High speed rail is wonderful, as anyone who has traveled by train almost everywhere else in the world will attest. But the next logical step for the Amtrak network outside of the Northeast Corridor is to increase speeds on existing short-haul routes from a maximum of 79 mph up to 110. Shorter running times always attracts more riders.
 
(In the U.S., to the everlasting confusion of the general populace, high speed trains travel much faster than highER speed trains. In ascending order, slow to fast, the terminology is 1-conventional … 2-higher speed … and 3-high speed.)
 
We’re making progress with passenger rail in this country and most of it affects trains coming and going from Chicago. That progress comes in modest increments and only after major effort by advocacy organizations like NARP, civic leaders and private individuals. But one of these days, we’ll look around and see that the Cardinal is a daily train, the Vermonter’s route extends to Montreal, and the City of New Orleans is a two-night trip linking Chicago and Orlando. And even some Republican congressmen will have come around. If constituents back home have spent a few million tax dollars to restore and renovate their railway station, they don’t want to hear that their representative in Congress is not supporting Amtrak.
 
Frederick Douglas was right. He said, “If there is no struggle, there is no progress.”

7 Comments

  1. One Caveat: The 110 service in Michigan is on right-of-way OWNED by Amtrak or MDOT (Michigan DOT). CSX has a “Just say NO!” policy to speeds above 79MP/h. So, for example, establishing 110 service between Grand Rapids/Lansing/Detroit requires PURCHASING the right-of-way [and it is the ONLY right-of-way] so the cost balloons. This is often a principle obstacle to higher speeds.

  2. The British have been running diesel trains at 125 mph for forty years, and those rakes are capable of 140. Heck, the E units of the Transition Era were good for 117. Might there be a way to modify the track and signalling regulations to permit operation of diesel trains at 140 mph? At the margin, the extra investment in catenary and the rest of the bullet train technology buys only a few minutes faster running time.

    1. That’s a question for one of our NARP directors who is far more knowledgable than I. Let’s see what he says.

    2. It’s the regulation put in place that from 80 mph, you need some safety system for trains and tracks. Technically, you could push the current trains to higher speeds, but regulations forbid it, as does the cost for installing PTC. However, if UI understand correctly, PTC or something like it has to be installed on all railways carrying passengers and hazardous loads, so perhaps in a couple of years you might be running at higher speeds again. Tracks have to allow for it, though.

      1. That is correct. It’s my understanding that Amtrak’s long-distance diesel locomotives can run at a maximum speed of 125 mph, but PTC, or an equivalent system, is required before a train can operate at 80 mph or more . . . hence Amtrak’s top speed along almost all of their long-distance routes is 79 mph.

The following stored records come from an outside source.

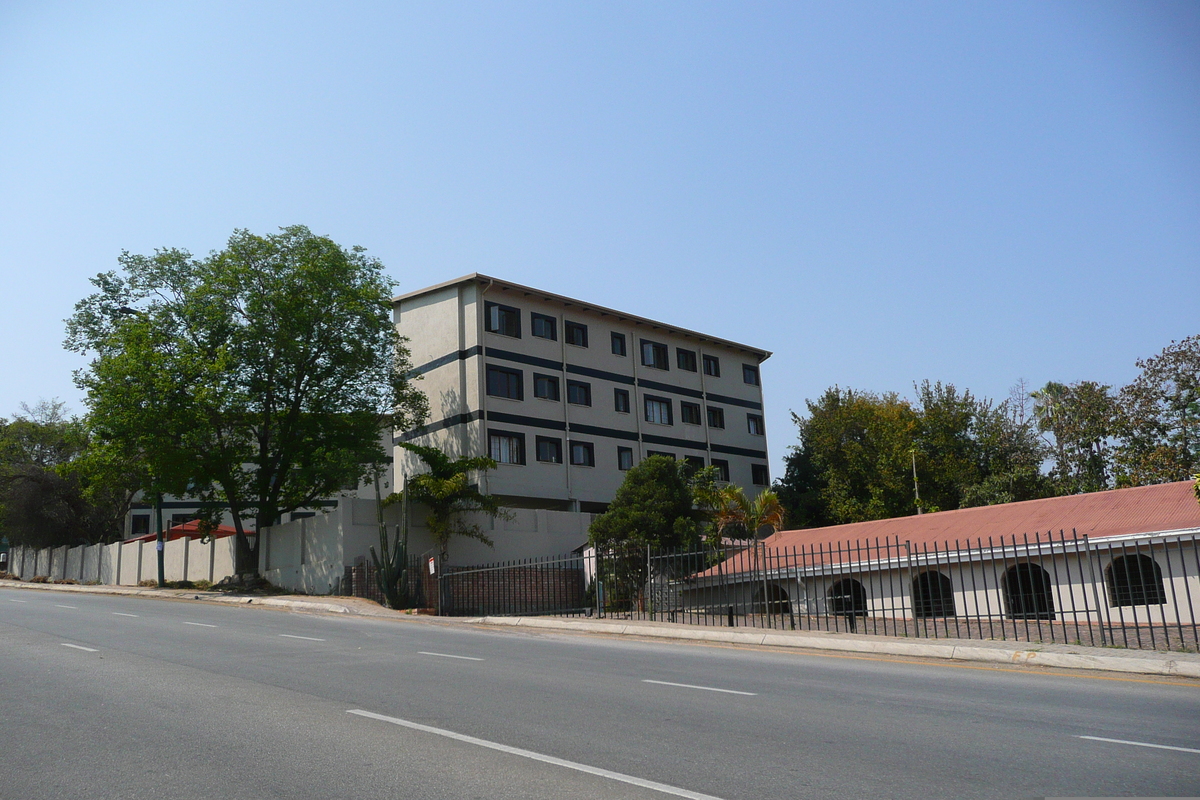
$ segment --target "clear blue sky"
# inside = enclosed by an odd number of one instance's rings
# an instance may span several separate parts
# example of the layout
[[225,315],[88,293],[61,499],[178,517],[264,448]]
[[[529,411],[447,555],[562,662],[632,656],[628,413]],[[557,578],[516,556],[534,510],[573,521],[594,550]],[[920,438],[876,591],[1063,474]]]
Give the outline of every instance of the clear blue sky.
[[0,5],[0,415],[122,249],[308,225],[833,384],[1122,384],[1200,333],[1200,4]]

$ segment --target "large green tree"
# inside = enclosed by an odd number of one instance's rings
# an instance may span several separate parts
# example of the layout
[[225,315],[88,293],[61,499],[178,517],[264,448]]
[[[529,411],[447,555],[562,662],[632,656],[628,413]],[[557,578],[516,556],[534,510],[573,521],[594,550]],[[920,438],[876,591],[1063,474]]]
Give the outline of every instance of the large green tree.
[[66,346],[99,444],[144,465],[142,488],[228,506],[239,574],[256,529],[387,458],[381,429],[425,415],[392,324],[394,285],[361,248],[307,228],[235,231],[223,250],[123,253],[93,279]]
[[592,543],[603,548],[698,546],[708,512],[696,506],[694,475],[684,461],[646,458],[625,473],[608,510],[593,520],[588,531]]
[[1137,365],[1141,372],[1117,400],[1118,481],[1187,480],[1200,472],[1200,335]]
[[1050,440],[1050,477],[1059,494],[1098,492],[1112,486],[1111,438],[1116,399],[1094,381],[1051,381],[1033,392],[1038,430]]

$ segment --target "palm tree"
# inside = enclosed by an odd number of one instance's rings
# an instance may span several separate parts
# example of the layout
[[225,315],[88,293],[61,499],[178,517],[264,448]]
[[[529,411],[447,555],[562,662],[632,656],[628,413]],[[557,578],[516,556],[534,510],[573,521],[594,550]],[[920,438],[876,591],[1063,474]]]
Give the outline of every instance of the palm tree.
[[[408,479],[404,493],[410,503],[420,503],[428,509],[425,525],[438,546],[438,556],[446,561],[450,538],[465,536],[488,547],[492,540],[478,525],[465,522],[464,514],[480,512],[495,519],[505,517],[500,501],[479,491],[478,483],[470,482],[471,474],[496,468],[487,456],[451,459],[436,447],[401,442],[400,447],[416,454],[429,468],[428,472]],[[398,502],[403,495],[393,494],[388,503]]]
[[758,532],[763,528],[768,528],[770,533],[782,528],[784,516],[779,495],[770,489],[763,489],[758,497],[751,500],[740,486],[725,486],[721,489],[721,502],[717,506],[715,521],[717,531],[722,534],[726,530],[736,531],[740,528],[745,532],[744,538],[757,539]]

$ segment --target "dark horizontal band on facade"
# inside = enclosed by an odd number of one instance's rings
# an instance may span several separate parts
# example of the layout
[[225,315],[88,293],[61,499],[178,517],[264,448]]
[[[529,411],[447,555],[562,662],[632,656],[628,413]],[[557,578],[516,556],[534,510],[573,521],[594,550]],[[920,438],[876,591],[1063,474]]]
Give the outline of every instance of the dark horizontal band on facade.
[[[302,506],[302,508],[333,508],[337,506],[337,500],[313,500],[311,503]],[[229,503],[222,503],[218,500],[164,500],[161,504],[164,510],[173,508],[229,508]],[[131,511],[153,511],[154,503],[130,503]]]
[[447,364],[453,364],[455,361],[465,361],[472,356],[477,356],[483,352],[483,348],[479,345],[468,347],[466,350],[458,350],[454,353],[447,353],[440,358],[435,358],[433,361],[426,361],[419,367],[413,367],[408,371],[405,377],[415,378],[418,375],[424,375],[426,372],[431,372],[438,367],[444,367]]
[[515,361],[518,364],[529,364],[533,367],[541,367],[542,369],[553,369],[558,372],[563,371],[561,361],[551,361],[548,358],[538,358],[537,356],[527,356],[524,353],[514,353],[511,350],[497,350],[494,347],[489,347],[484,351],[488,358],[499,358],[504,361]]
[[669,383],[659,383],[658,381],[648,381],[645,378],[638,378],[638,386],[645,386],[647,389],[654,389],[659,392],[670,392],[671,394],[681,394],[684,397],[698,397],[703,399],[704,392],[699,389],[688,389],[685,386],[672,386]]
[[605,372],[602,369],[592,369],[591,367],[580,367],[575,364],[567,364],[567,372],[575,375],[587,375],[589,378],[599,378],[603,381],[612,381],[613,383],[623,383],[626,386],[633,386],[633,378],[628,375],[621,375],[617,372]]
[[482,417],[483,415],[478,411],[471,411],[467,414],[455,414],[453,417],[446,417],[445,419],[438,420],[437,422],[430,422],[427,425],[421,425],[413,428],[411,431],[405,431],[399,436],[394,437],[392,439],[392,444],[411,442],[413,439],[419,439],[420,437],[429,433],[433,433],[434,431],[442,431],[446,428],[453,428],[455,425],[465,425],[468,422],[474,422]]
[[730,406],[741,406],[742,408],[753,408],[755,411],[762,411],[762,403],[756,403],[753,400],[739,400],[736,397],[726,397],[723,394],[708,393],[709,400],[714,403],[725,403]]
[[[455,425],[465,425],[469,422],[474,422],[480,419],[482,415],[478,411],[470,414],[456,414],[453,417],[447,417],[439,422],[425,425],[421,428],[414,428],[411,431],[396,437],[395,443],[407,442],[424,436],[434,431],[445,430],[452,428]],[[585,436],[603,436],[608,439],[620,439],[626,442],[641,441],[644,444],[665,445],[668,447],[681,447],[688,450],[711,450],[714,453],[724,453],[726,455],[744,456],[746,458],[766,459],[766,451],[750,450],[744,447],[729,447],[722,444],[705,444],[704,442],[693,442],[687,439],[676,439],[671,436],[655,436],[649,433],[643,433],[640,437],[635,431],[623,431],[618,428],[603,428],[597,425],[579,425],[571,423],[568,425],[558,419],[541,419],[539,417],[527,417],[524,414],[506,414],[502,411],[489,411],[487,413],[488,422],[499,422],[508,425],[523,425],[527,428],[542,428],[543,430],[551,431],[570,431],[571,433],[581,433]]]

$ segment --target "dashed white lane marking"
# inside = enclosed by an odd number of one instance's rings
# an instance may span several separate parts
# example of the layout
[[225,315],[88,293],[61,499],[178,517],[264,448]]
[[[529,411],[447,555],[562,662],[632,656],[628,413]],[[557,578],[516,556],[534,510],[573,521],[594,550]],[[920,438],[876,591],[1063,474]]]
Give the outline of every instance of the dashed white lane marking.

        1. Exactly. There are stipulations about the track structure plus requirements for signalling and grade crossing protection. With block signals, 79 mph since sometime in the 1950s. With cab signalling, used to be good for 90 or 100. To get to 110, continuous positive train control and four-point grade crossing protection. Those speed intervals oughta be negotiable. Steam trains topping 100 on jointed rail and protected by semaphore signals in the late 1930s … are all the regulations of today necessary?

          1. In spite of some accidents lately, train safety has improved dramatically since the Thirties, too. And improved regulations and signalling have something to do with that.
            So I don’t think loosening up regulations is the answer, installing more PTC or something like it on more routes is, and while it is an extra cost for the mainly freight carrying railroads, it’s also beneficial for them.